Wall Street hits three-month high as inflation cools

NEW YORK — Stocks on Wall Street rose to a three-month high on Wednesday as investors cheered a government report that showed inflation cooled more than expected last month.

The encouraging inflation update has fueled speculation that the Fed may not have to be as positive about raising rates as feared. The central bank has been raising interest rates to slow economic growth in hopes of containing inflation, but if the Fed moves too aggressively, it could lead to a recession.

The S&P 500 gained 87.77 points, or 2.1%, to 4,210.24. The rally broke a four-day losing streak and pushed the benchmark to its highest level since early May. It is now nearly 15% above its mid-June low.

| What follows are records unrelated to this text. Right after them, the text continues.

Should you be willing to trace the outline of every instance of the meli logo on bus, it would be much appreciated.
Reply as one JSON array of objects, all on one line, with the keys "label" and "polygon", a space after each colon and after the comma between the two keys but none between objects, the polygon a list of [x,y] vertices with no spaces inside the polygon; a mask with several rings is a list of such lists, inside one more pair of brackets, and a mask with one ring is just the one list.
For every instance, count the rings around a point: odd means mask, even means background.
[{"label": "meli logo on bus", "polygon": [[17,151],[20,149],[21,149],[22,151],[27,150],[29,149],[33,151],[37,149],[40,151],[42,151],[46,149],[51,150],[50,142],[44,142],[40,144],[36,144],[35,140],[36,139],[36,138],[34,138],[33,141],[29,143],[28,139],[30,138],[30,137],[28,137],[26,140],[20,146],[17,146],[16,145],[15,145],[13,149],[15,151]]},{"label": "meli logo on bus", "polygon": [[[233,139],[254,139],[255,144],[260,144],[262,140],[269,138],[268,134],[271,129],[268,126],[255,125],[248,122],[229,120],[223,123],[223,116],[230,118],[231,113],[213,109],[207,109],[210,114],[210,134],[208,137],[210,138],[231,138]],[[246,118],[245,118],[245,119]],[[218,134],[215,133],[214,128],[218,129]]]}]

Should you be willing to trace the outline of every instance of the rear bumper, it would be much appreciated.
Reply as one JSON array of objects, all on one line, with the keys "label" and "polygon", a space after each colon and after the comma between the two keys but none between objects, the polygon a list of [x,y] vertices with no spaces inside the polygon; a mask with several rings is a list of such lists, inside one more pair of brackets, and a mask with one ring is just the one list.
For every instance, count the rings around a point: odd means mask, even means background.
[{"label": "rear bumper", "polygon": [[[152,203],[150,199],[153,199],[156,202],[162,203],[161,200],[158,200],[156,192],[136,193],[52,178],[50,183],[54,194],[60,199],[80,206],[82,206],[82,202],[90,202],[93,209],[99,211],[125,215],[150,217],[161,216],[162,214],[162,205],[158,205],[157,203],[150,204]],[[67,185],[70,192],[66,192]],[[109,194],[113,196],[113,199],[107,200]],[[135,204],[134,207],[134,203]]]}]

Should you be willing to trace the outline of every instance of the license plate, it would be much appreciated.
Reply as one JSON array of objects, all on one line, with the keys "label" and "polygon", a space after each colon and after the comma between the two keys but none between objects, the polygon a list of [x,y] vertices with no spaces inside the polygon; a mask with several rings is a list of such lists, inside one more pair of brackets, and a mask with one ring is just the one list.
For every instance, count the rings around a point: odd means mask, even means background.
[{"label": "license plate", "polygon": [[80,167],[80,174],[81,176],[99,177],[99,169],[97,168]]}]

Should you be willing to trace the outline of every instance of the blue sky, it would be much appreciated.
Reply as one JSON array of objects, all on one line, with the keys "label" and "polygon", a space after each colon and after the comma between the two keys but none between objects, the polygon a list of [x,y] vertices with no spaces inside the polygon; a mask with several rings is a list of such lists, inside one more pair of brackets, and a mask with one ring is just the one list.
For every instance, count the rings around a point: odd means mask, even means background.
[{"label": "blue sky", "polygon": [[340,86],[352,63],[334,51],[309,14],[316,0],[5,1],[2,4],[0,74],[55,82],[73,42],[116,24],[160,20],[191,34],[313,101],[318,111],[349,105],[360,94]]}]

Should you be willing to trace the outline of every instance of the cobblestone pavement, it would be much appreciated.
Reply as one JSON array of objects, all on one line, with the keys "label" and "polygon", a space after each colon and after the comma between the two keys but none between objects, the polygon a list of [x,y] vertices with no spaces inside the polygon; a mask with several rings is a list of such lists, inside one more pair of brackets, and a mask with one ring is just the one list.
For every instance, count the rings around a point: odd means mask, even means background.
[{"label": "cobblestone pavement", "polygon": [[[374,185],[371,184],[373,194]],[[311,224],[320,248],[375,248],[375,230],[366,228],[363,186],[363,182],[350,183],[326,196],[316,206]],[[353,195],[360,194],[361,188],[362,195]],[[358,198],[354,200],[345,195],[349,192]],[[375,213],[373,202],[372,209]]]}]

The Nasdaq Composite rose 360.88 points, or 2.9 percent, to 12,854.80, with many of its high-growth and expensive stocks particularly vulnerable to interest rates. It is up more than 20% from June.

The Dow Jones Industrial Average rose 535.10 points, or 1.6%, to 33,309.51.

Tech stocks, cryptocurrencies and other hardest-hit investments this year were the day’s biggest winners. Bitcoin rose 2.2% to just under $24,000.

Falling gasoline and oil prices were the main reasons for the inflation surprise last month. But even ignoring that and volatile food prices, so-called “core inflation” held steady last month rather than accelerating as economists had predicted.

The data encouraged traders to scale back bets on how much the Fed will raise interest rates at its next meeting. According to CME Group, they now see a half-percentage-point hike as the most likely outcome. A day earlier, they had bet on a more aggressive rate hike of 0.75 percentage point, the same as the previous two hikes.

The difference may not sound like much, but interest rates help determine price movements in financial markets. Higher interest rates tend to pull down prices of everything from stocks to commodities to cryptocurrencies.

Bond prices soared immediately after the inflation report, sending yields lower. The two-year U.S. Treasury yield, which tends to track Fed expectations, fell to 3.19% from 3.27% late Tuesday.

Yields on the 10-year note initially fell, but then stabilized in trade. It edged up to 2.79% from 2.78% late Tuesday. It remains below the two-year yield, a gap that many investors see as a fairly reliable signal of an impending recession.

Recession fears have intensified as the highest inflation in 40 years squeezes households and businesses around the world. Wall Street is closely watching whether the Fed can successfully put the brakes on the economy and cool inflation without slipping into recession.

“It’s a very sharp path that they’re trying to take here,” said Brian Nick, chief investment strategist at Nuveen.

To be sure, inflation remains painfully high and is expected to continue for some time. But Wednesday’s data still revived Wall Street, which faltered after Friday’s stronger-than-expected jobs report raised expectations for a more aggressive Fed. It has bolstered hopes that an inflation peak — and the Fed’s most aggressive rate hikes — may be on the horizon.

“This is a step in the right direction, but remember we still have a long way to go before inflation normalizes,” said Mike Loewengart, managing director of investment strategy at Morgan Stanley E-Trade.

The Fed will get more highly anticipated reports ahead of its next rate announcement on Sept. 21, which could also change its stance. These include a report showing hiring trends across the economy due Sept. 2, and the next update on consumer inflation due Sept. 13.

More immediately, this week’s report will show how inflation is doing at the wholesale level and whether U.S. households are still lowering their expectations for upcoming inflation, an influential data point for Fed officials.

Still, Wednesday’s inflation data helped European stocks climb to modest gains, while markets in Asia ended mostly lower. Germany’s DAX rose 1.2%, Japan’s Nikkei 225 fell 0.6% and Hong Kong’s Hang Seng fell 2%.

On Wall Street, companies in the real estate sector were strong, as hopes that a less aggressive Federal Reserve could mean less pressure on mortgage rates. Homebuilders DR Horton rose 4.7%, PulteGroup rose 4.6% and Lennar rose 3.6%.

Cruise lines and other travel-related companies have also made huge gains. Carnival rose 9.2% and American Airlines rose 3.1%.

Netflix, once a high-flying and high-growth stock, has plummeted to be the worst performer on the S&P 500 this year, rising 6.2%, but still down nearly 60% in 2022.

Associated Press business writer Joe McDonald contributed.